Technical Report NTB 88-26

Current concepts in Switzerland envisage the disposal of vitrified highlevel waste (HLW), encapsulated in massive steel canisters, horizontally into tunnels which are backfilled with compacted bentonite. In the Project Gewähr 1985 study, the geochemical aspects of the performance of these barriers in a repository situated at a depth of ~ 1300 m in a crystalline host rock were evaluated. This report extends that analysis to consider an alternative repository concept at a depth of ~ 850 m in an argillaceous host rock.

In general, the longevity of the engineered barriers is little affected by the choice of host rock – the analysis predicts that bentonite will retain its favourable physical and chemical properties for more than 10⁶ years, the canister will last more than 10³ years and the complete degradation of the glass matrix will take over 10⁵ years. These components also ensure that most of the near-field is chemically buffered in reducing, mildly alkaline conditions. After failure of the mechanical integrity of the canister, the release of many important nuclides is further constrained by their low solubilites. Transport of dissolved radionuclides occurs in the bentonite only by diffusion, which is limited by various retardation mechanisms (sorption, anion exclusion, etc.). One of the key roles of the bentonite in this regard is to act as a filter, preventing migration of particulate or colloidal species.

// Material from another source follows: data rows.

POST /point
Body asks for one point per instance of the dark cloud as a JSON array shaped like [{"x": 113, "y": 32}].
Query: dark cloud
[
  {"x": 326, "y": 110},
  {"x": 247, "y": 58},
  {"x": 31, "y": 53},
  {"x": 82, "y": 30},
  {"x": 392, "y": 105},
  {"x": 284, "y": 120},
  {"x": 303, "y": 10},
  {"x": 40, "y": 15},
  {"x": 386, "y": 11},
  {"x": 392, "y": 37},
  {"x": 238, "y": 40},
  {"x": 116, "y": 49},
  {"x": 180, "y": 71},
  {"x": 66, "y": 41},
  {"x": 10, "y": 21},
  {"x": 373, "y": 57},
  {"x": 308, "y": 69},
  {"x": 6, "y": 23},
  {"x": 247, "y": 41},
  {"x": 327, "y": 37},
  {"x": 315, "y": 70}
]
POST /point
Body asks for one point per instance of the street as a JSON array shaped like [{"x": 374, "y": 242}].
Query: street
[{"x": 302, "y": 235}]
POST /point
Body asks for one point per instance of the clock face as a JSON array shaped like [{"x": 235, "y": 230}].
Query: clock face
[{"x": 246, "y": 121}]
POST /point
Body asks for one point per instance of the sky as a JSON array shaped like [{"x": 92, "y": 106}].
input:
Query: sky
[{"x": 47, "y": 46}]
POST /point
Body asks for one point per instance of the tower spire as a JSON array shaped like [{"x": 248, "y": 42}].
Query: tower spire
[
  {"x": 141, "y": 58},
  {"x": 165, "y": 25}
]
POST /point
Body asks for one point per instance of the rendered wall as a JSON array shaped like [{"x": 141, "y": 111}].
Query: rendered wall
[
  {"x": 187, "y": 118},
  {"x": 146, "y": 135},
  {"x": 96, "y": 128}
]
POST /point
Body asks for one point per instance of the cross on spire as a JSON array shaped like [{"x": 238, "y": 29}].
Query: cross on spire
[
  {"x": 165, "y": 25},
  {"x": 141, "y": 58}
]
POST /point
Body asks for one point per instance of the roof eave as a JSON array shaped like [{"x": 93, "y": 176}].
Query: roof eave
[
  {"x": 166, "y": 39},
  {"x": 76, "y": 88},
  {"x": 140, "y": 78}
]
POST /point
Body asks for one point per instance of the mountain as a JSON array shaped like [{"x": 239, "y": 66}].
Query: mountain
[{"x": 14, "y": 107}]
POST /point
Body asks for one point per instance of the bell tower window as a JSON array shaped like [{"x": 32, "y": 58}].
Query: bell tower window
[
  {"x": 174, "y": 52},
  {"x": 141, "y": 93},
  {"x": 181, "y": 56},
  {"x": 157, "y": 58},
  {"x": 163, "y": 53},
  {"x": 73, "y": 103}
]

Various factors are, however, specific to the argillaceous host rock case. Rock mechanical constraints necessitate the use of a liner during the operational phase and this liner may be impractical to remove. Because oxidation of the host rock is of potential concern, it is desirable that this liner is as tight as possible but, after waste emplacement, there are advantages to it being homogeneously permeable. The geochemistry of the engineered barrier/rock interface is generally more complex in the sediment case relative to crystalline – due not only to potential oxidation but also to the possible increased significance of natural organics, colloids and microbial activity.

In conclusion, the expected radionuclide release rates from the near-field are very low, even with fairly conservative assumptions on the performance of various barriers. There are indications that a more realistic analysis would demonstrate negligible releases of almost all key nuclides. The justification of such a treatment depends, however, on building up a more fundamental understanding of some of the processes involved and validation of the models/databases used by a variety of methods, possibly including natural analogue studies.